無敗の2階級制覇王者をキャンバスに沈めた高見が、ベルトを肩にかけ誇らしげにリングを一周した。「めちゃくちゃうれしいです。2ラウンドで相手が嫌がっているのが分かって(予告した)6回で仕留められるかと思ったが粘り強くて…。でも10回で仕留められて良かった」と誇らしげに笑った。
パワーで王者を圧倒していった。2回に左で早くもグラつかせ、徹底したボディー打ちでロサの体力を削った。そして10回、右フックで待望の初ダウンを奪う。立ち上がった王者だが、ダメージは明らか。再開後にスリップ気味にダウンするとレフェリーは試合をストップ。プロの世界チャンピオンだけを目指し、全てをこの時のために費やしてきた23歳は「本当になったんだ…」と喜んだ。
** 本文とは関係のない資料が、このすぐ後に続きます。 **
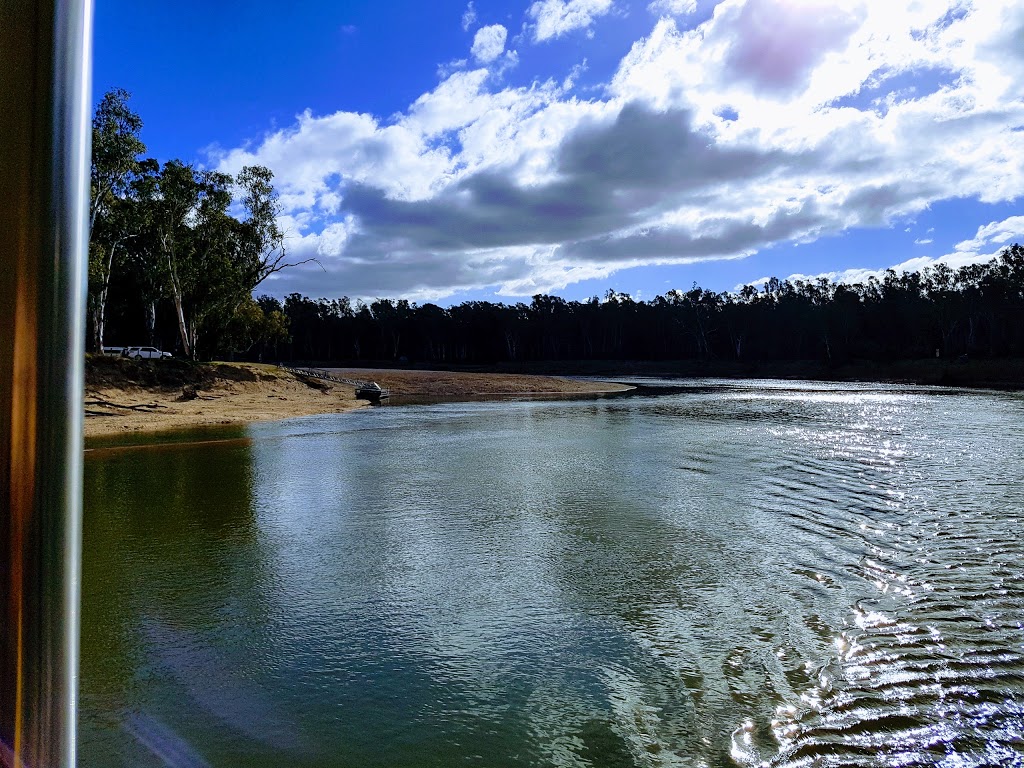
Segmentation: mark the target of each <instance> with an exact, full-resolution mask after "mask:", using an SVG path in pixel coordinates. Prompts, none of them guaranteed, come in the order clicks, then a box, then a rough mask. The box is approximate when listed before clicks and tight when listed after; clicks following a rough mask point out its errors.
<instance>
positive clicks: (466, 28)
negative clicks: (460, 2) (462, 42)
mask: <svg viewBox="0 0 1024 768" xmlns="http://www.w3.org/2000/svg"><path fill="white" fill-rule="evenodd" d="M474 24H476V8H475V7H474V6H473V0H469V5H467V6H466V10H465V12H464V13H463V14H462V31H463V32H469V28H470V27H472V26H473V25H474Z"/></svg>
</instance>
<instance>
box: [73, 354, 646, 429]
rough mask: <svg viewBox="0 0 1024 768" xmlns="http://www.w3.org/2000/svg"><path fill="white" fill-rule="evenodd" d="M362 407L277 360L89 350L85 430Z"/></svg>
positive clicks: (528, 380) (582, 392) (377, 374)
mask: <svg viewBox="0 0 1024 768" xmlns="http://www.w3.org/2000/svg"><path fill="white" fill-rule="evenodd" d="M336 375H337V376H341V377H343V378H349V379H357V380H374V381H377V382H379V383H380V384H381V385H382V386H385V387H389V388H390V389H391V392H392V394H393V395H396V396H400V395H409V396H416V397H439V398H458V397H478V396H488V395H492V396H503V395H531V394H552V395H558V394H564V395H578V394H588V393H597V392H602V391H621V390H623V389H627V388H628V387H624V386H622V385H617V384H610V383H604V382H590V381H579V380H574V379H565V378H561V377H557V376H521V375H515V374H477V373H449V372H433V371H370V370H361V369H359V370H347V369H346V370H338V371H336ZM367 407H368V403H367V402H365V401H362V400H356V399H355V393H354V389H353V388H352V387H351V386H349V385H342V384H335V383H332V382H328V381H323V380H319V379H307V378H304V377H299V376H295V375H293V374H291V373H289V372H286V371H282V370H280V369H278V368H276V367H274V366H265V365H255V364H226V362H221V364H210V365H206V366H198V365H193V364H187V362H182V361H178V360H160V361H150V360H141V361H132V360H123V359H120V358H91V359H89V361H88V364H87V366H86V391H85V435H86V437H98V436H103V435H117V434H130V433H134V432H152V431H159V430H166V429H183V428H188V427H200V426H210V425H218V424H242V423H248V422H255V421H273V420H278V419H288V418H292V417H297V416H312V415H314V414H332V413H342V412H345V411H351V410H353V409H357V408H367Z"/></svg>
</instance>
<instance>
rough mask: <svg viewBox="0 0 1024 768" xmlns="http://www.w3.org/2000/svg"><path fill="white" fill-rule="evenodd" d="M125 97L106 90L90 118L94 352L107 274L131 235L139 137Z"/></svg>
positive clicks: (135, 116)
mask: <svg viewBox="0 0 1024 768" xmlns="http://www.w3.org/2000/svg"><path fill="white" fill-rule="evenodd" d="M129 98H131V94H130V93H128V91H126V90H124V89H123V88H117V89H114V90H111V91H108V92H106V93H105V94H104V95H103V98H102V99H101V100H100V102H99V104H98V105H97V106H96V113H95V115H94V116H93V119H92V165H91V168H90V195H89V225H90V228H89V302H88V306H89V313H90V318H91V321H92V348H93V351H96V352H101V351H102V348H103V331H104V326H105V322H106V299H108V294H109V291H110V286H111V273H112V272H113V270H114V267H115V265H116V264H117V263H118V261H119V259H120V257H121V256H123V255H124V247H125V244H126V242H127V241H128V240H129V239H130V238H132V237H134V236H135V234H137V229H136V228H135V227H134V226H133V223H134V222H133V221H132V210H131V202H130V199H131V197H132V191H133V181H134V180H135V178H136V176H137V175H138V173H139V170H140V165H139V160H138V158H139V156H140V155H142V154H143V153H144V152H145V144H143V143H142V140H141V139H140V138H139V133H140V132H141V130H142V119H141V118H139V116H138V115H136V114H135V113H134V112H132V111H131V109H130V108H129V106H128V99H129Z"/></svg>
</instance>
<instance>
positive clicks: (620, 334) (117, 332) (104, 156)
mask: <svg viewBox="0 0 1024 768" xmlns="http://www.w3.org/2000/svg"><path fill="white" fill-rule="evenodd" d="M128 99H129V94H128V93H127V92H126V91H123V90H114V91H111V92H109V93H106V94H105V95H104V96H103V98H102V100H101V101H100V103H99V104H98V106H97V109H96V113H95V117H94V119H93V135H92V138H93V150H92V152H93V155H92V176H91V180H92V195H91V202H90V209H89V215H90V222H91V225H92V226H91V234H90V241H89V300H88V307H89V316H88V324H89V338H90V347H91V349H92V350H93V351H98V350H100V349H102V347H103V345H104V343H106V342H108V339H109V338H112V339H116V340H117V341H119V342H122V343H125V344H138V343H140V341H142V340H144V341H145V342H146V343H148V344H152V345H156V346H162V347H163V348H164V349H168V350H173V351H175V352H177V353H179V354H181V355H183V356H186V357H191V358H210V357H214V356H218V357H230V356H241V357H244V358H252V359H267V360H291V361H300V360H301V361H332V360H339V361H340V360H344V361H349V362H359V361H368V362H370V361H383V360H391V361H394V362H408V364H427V365H431V364H433V365H488V364H496V362H513V364H515V362H527V361H540V360H591V359H593V360H626V359H630V360H688V359H719V360H737V361H752V362H754V361H759V360H799V359H803V360H820V361H823V362H825V364H829V365H840V364H843V362H846V361H850V360H894V359H906V358H914V357H933V356H935V355H936V353H938V354H939V355H941V356H943V357H956V356H961V355H964V354H970V355H978V356H986V357H1005V356H1015V357H1021V356H1024V247H1021V246H1020V245H1013V246H1011V247H1009V248H1006V249H1005V250H1004V251H1002V252H1001V253H1000V254H999V255H998V256H997V257H995V258H994V259H992V260H991V261H989V262H988V263H983V264H971V265H968V266H964V267H961V268H958V269H952V268H950V267H949V266H947V265H945V264H935V265H933V266H931V267H929V268H927V269H924V270H922V271H920V272H905V273H897V272H895V271H893V270H889V271H886V272H885V273H884V274H883V275H882V276H881V279H876V278H869V279H868V280H867V281H865V282H863V283H859V284H855V285H846V284H837V283H833V282H830V281H828V280H825V279H821V280H817V281H808V282H804V281H794V282H791V281H779V280H778V279H775V278H772V279H771V280H769V281H767V282H766V284H765V285H764V286H763V287H761V288H760V289H758V288H755V287H754V286H746V287H744V288H743V289H741V290H740V291H738V292H735V293H730V292H719V293H716V292H713V291H708V290H705V289H701V288H699V287H697V286H696V285H694V286H693V288H692V289H691V290H689V291H685V292H683V291H678V290H677V291H670V292H668V293H667V294H665V295H664V296H657V297H655V298H653V299H651V300H649V301H638V300H635V299H633V298H632V297H630V296H629V295H626V294H620V293H615V292H614V291H608V292H607V294H606V295H605V296H604V297H603V299H601V298H598V297H593V298H591V299H589V300H586V301H567V300H565V299H562V298H560V297H558V296H548V295H543V294H542V295H537V296H534V297H532V300H531V301H530V303H528V304H527V303H516V304H504V303H493V302H486V301H469V302H463V303H462V304H459V305H455V306H451V307H446V308H445V307H441V306H438V305H437V304H433V303H424V304H416V303H411V302H409V301H407V300H404V299H399V300H392V299H377V300H376V301H372V302H364V301H358V300H357V301H354V302H353V301H351V300H350V299H348V298H341V299H334V300H328V299H310V298H308V297H305V296H301V295H299V294H292V295H290V296H288V297H287V298H286V299H285V300H284V301H280V300H279V299H276V298H273V297H270V296H260V297H259V298H258V299H254V298H253V294H254V292H255V291H256V289H257V288H258V287H259V286H260V284H261V283H262V282H263V281H264V280H265V279H266V278H268V276H269V275H270V274H272V273H274V272H278V271H280V270H282V269H284V268H286V267H288V266H291V265H293V262H289V261H288V259H287V255H286V249H285V243H284V237H283V233H282V231H281V229H280V228H279V226H278V222H276V219H278V215H279V214H280V207H279V203H278V195H276V193H275V190H274V188H273V184H272V178H273V176H272V174H271V172H270V171H269V170H268V169H266V168H263V167H261V166H251V167H247V168H243V169H242V171H241V172H240V173H238V174H237V175H236V176H233V177H232V176H230V175H228V174H225V173H221V172H217V171H209V170H198V169H196V168H195V167H193V166H190V165H187V164H184V163H182V162H180V161H177V160H171V161H168V162H166V163H163V164H161V163H159V162H158V161H156V160H153V159H150V158H145V157H144V155H145V145H144V144H143V143H142V141H141V139H140V132H141V127H142V121H141V119H140V118H139V117H138V116H137V115H136V114H135V113H134V112H132V110H131V109H130V108H129V105H128Z"/></svg>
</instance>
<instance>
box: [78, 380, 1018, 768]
mask: <svg viewBox="0 0 1024 768" xmlns="http://www.w3.org/2000/svg"><path fill="white" fill-rule="evenodd" d="M648 383H650V384H655V382H648ZM657 384H659V385H660V386H662V389H659V390H657V392H655V393H651V394H633V395H630V396H617V397H608V398H602V399H590V400H570V401H516V402H473V403H445V404H437V406H407V407H385V408H380V409H373V410H368V411H365V412H358V413H351V414H344V415H338V416H324V417H315V418H309V419H297V420H292V421H288V422H281V423H275V424H264V425H255V426H252V427H249V428H245V429H236V430H225V431H222V432H219V433H217V434H215V435H214V436H216V437H218V438H219V439H218V441H215V442H204V443H195V442H193V443H184V442H173V441H171V442H167V443H163V444H159V445H153V446H141V447H139V446H136V447H121V449H103V450H99V449H97V450H92V451H90V452H89V453H88V454H87V460H86V518H85V535H84V539H85V567H84V574H83V592H84V604H83V635H82V648H83V650H82V653H83V658H82V679H81V684H82V703H81V710H82V725H81V753H82V763H81V764H82V765H85V766H162V765H163V766H204V765H209V766H264V765H265V766H284V765H287V766H352V767H353V768H355V767H362V766H367V767H373V766H381V767H384V766H388V767H391V766H394V767H399V766H409V767H410V768H412V767H417V768H419V767H421V766H437V767H438V768H439V767H441V766H481V767H490V766H495V767H500V766H607V767H611V766H616V767H617V766H755V765H762V764H764V765H769V766H787V765H794V766H810V765H813V766H838V765H886V766H915V765H941V766H956V767H957V768H958V767H961V766H980V765H1021V764H1024V541H1022V536H1021V531H1022V521H1024V485H1022V483H1021V468H1022V467H1024V397H1022V396H1021V395H1017V394H1004V393H995V392H965V391H957V390H941V389H931V390H930V389H923V388H913V387H899V386H880V385H829V384H811V383H799V382H798V383H793V382H784V383H783V382H768V381H765V382H721V381H717V382H712V381H707V382H700V381H697V382H694V381H688V382H659V383H657ZM208 436H209V435H208Z"/></svg>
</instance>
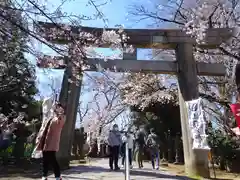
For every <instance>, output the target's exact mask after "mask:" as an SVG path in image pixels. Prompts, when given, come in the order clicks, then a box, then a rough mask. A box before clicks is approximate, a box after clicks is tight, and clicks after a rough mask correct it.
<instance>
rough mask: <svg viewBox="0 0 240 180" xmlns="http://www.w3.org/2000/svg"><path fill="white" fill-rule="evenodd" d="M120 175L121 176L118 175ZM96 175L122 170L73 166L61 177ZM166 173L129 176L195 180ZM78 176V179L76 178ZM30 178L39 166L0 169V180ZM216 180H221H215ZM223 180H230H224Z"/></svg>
mask: <svg viewBox="0 0 240 180" xmlns="http://www.w3.org/2000/svg"><path fill="white" fill-rule="evenodd" d="M119 172H120V173H121V175H120V174H119ZM91 173H92V174H93V175H94V174H98V173H106V177H107V174H108V173H110V174H111V177H112V175H113V174H114V173H116V175H117V176H123V177H124V175H123V173H124V170H119V171H116V172H115V171H110V170H109V169H108V168H106V167H101V166H92V165H90V166H87V165H78V166H73V167H71V168H70V169H68V170H65V171H63V173H62V175H63V177H64V179H69V180H71V179H72V180H74V179H76V180H92V179H91V178H86V177H84V174H91ZM167 173H168V172H167V171H156V170H150V169H141V170H139V169H133V170H131V172H130V174H131V175H132V176H138V178H140V177H139V176H142V177H143V178H144V177H150V178H153V179H154V178H159V179H172V180H196V179H193V178H188V177H186V176H178V175H172V174H167ZM78 175H79V177H77V176H78ZM10 177H12V178H20V179H24V178H31V179H37V178H40V177H41V170H40V167H39V164H35V163H33V164H28V165H26V164H25V165H23V166H20V167H18V168H16V167H11V166H7V167H0V179H1V178H10ZM216 180H222V179H216ZM224 180H232V179H224Z"/></svg>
ボクシングは小学2年でスタートした。当時キックボクシングを習っていたが、父の友人で協栄ジムでマネジャーをしていた大竹重幸氏(67)=現青木ジムマネジャー=から「ボクシングをやってみれば」と誘いを受けた。大竹氏は父に連れられ高見が初めてジムを訪れた時のことは、今でも鮮明に覚えている。
「サンドバッグを打ってすぐに驚いた。パンチの回転が速く、ナザロフ(元WBA世界ライト級王者)、鬼塚(元WBA世界スーパーフライ級王者)と同じ音がしたんです」。小学校2年生のパンチは、ジム出身の世界王者たちと同じ音を響かせ、無限の可能性を感じた。大竹氏が協栄ジムを辞める時だ。「亨介には将来がある。しっかりしたジムで育ってほしい」と中学1年になったダイヤの原石を帝拳ジムにお願いした。
スピード、パワー、メンタル全てを持ち合わせる次期スター候補。多くの世界王者を輩出してきた帝拳ジム・本田明彦会長でさえ「うちの秘密兵器」というほどポテンシャルは高く、期待通りに世界王者不在だった名門ジムに再び世界のベルトをもたらした。身長166センチとリミット48・9キロ以下のライトフライ級では大柄。